Impressions from the Animals and Encounters Chapter
The beginning of this chapter has a list of the subject covered by this cahpter - a good practice.
The MGT animal rules are essentially an expanded version of the CT-LBB3 ones. You could generate an animal completely randomly, starting with it's "behavior" (i.e. ecological niche) - for example, carnivores are divided into Killers, Pouncers and Chasers. Using the creature's behavior and environment (e.g. jungle, plains, underwater etc), you generate its weight, which in turn determines its weapon damage and its characteristic ranges (yes, animals now have characteristics and even skills - more on that later). As in CT, the tables allow you to generate an animal's movement mode (swimming, flying or walking) and its natural weapons and armor as well. Behavior type could also
Animals now have characteristics similar to those of PCs. They have Strength, Endurance and Dexterity, functioning just like those of PCs (though they might have stats far lower or higher than those of an average PC). These characteristics are used for animal wounds just as for PCs - I actually prefer this over CT's somewhat cumbersome "hit point" mechanism. Animals also have Intelligence, but it's usually only 1 or 2, and most perception/decision-making tasks for animals use Instinct (which replaces EDU for them) instead anyway - Intelligence is a bit of a redundant characteristic for them. In addition to Instinct they have another new characteristic - Pack - instead of SOC. Pack determines how social the species is (and thus how many are typically encountered in a single encounter); and individual animals in that species with a position of power (e.g. an alpha male) would have higher than average Pack ratings.
Animals now have skills, at the very minimum Survival-0, Athletics-0 and Recon-0. Most have at least 1d6 skill points to distribute among these skills, melee and any additional skills determined by behavior (Pouncers, for example, get access to Stealth).
The referee is also encouraged to give each world one or two "planetary quirks" - that is, common features in the dominant animal types (for example, most animals are egg-layers, or most animals are group-organisms composed of swarms of smaller creatures). There are also animals reaction rules (i.e. determining whether an encountered animal would attack or flee).
There is a detailed animal generation example, as well as a few sample animals (strangely enough, the end result of the generation example doesn't show up among these samples).
This chapter also handles environmental dangers such as falling (causes damage based on the distance fallen), extreme temperatures (cause damage over time if you aren't adequately protected), disease (forces you to roll an Endurance check; if you fail, you receive damage and have to roll again after an interval; if you fail the second roll you receive damage and have to roll again and so on), poison (the same as disease, but without the intervals) and extreme weather (causes a negative DM to all actions).
The fatigue rules are, strangely enough, here and not in the combat chapter, even though you get fatigued by making more melee attacks in a single combat than your Endurance characteristic. The same goes to the rules for recovering consciousness after being knocked unconscious (by wounds and, possibly, by tranq gas as well) - they should probably belong to the combat chapter.
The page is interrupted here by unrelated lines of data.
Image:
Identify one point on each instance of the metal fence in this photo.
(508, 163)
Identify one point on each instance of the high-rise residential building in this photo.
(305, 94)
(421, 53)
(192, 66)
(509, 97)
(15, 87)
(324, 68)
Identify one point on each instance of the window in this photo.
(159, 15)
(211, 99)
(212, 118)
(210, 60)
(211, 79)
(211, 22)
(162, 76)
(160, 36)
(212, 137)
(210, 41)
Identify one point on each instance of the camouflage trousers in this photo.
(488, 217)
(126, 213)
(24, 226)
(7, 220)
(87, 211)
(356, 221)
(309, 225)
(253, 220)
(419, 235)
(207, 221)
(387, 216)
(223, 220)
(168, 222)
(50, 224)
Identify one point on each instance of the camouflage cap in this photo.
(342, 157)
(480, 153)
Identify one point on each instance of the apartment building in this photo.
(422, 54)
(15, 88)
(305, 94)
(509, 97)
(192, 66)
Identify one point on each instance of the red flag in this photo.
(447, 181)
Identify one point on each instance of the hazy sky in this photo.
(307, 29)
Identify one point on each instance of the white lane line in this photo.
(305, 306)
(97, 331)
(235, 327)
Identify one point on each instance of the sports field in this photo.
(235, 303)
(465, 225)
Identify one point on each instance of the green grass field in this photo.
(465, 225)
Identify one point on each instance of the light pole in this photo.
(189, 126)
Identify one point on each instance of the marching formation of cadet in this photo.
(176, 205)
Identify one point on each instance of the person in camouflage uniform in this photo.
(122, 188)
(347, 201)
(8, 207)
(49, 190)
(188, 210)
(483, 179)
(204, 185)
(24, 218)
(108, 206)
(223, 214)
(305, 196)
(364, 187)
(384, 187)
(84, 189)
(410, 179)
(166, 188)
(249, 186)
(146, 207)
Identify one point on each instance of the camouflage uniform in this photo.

The MGT healing rules are simple but look quite good. Wounds are divided into normal wounds (at least one characteristic remaining at its maximum) and serious wounds (all three characteristics damaged, even if they're all above zero. Normal wounds usually heal naturally, while serious wounds typically cause your situation to deteriorate without further treatment. Normal wounds could be cured by normal medical care, while serious wounds require surgery (increasing one characteristic to its maximum) before allowing conventional care to be administered. First aid could heal some points even for seriously wounded characters, but must be administered within an hour of receiving the injury to work at all (or within 5 minutes for double effect!).
The healing rules suffer from the fact that the relevant tasks are listed on p.56 (under the Medic skill) rather than here, and that surgery lacks a task description at all!
A cool bit here - if you have augmentations and are treated in a medical facility of a lower TL than the TL of your implants, the doctor treating you suffers a negative DM equal to the difference in TLs.
The chapter continues with a general discussion of NPCs, including a d66 table with various NPC quirks (loyal, aggressive, involved in political intrigue and so on) for generating NPC personalities on the fly. This system is nice, but I prefer TNE's playing-card-based NPC motivation system. There is also a d66 table for generating allies/contacts/rivals/enemies, though, understandably it is limited in nature, and I'll probably prefer to pick my allies/contacts/rivals/enemies myself based on the event that has generated them.
There is, of course, a discussion of patrons (Traveller's equivalent of Shadowrun's "Mr. Johnsons", i.e. people who hire the PCs to performing missions for them), including detailed random patron generation tables and 7 fully-detailed sample patrons (including rewards and variations/catches). There is also a discussion of suitable rewards (PCs with ships should be offered rewards higher than the sum they could earn simply by hauling cargo).
This chapter also includes random encounter tables, which are basically random adventure-seed tables rather than critter encounter tables - I like it that way.
The chapter is concluded by a very, very useful thing - a list of 24 generic common NPCs - guards, thugs, ship crews and so on - with basic stats (characteristics, skills and important gear). This is a great feature - it helps in winging-it during a game.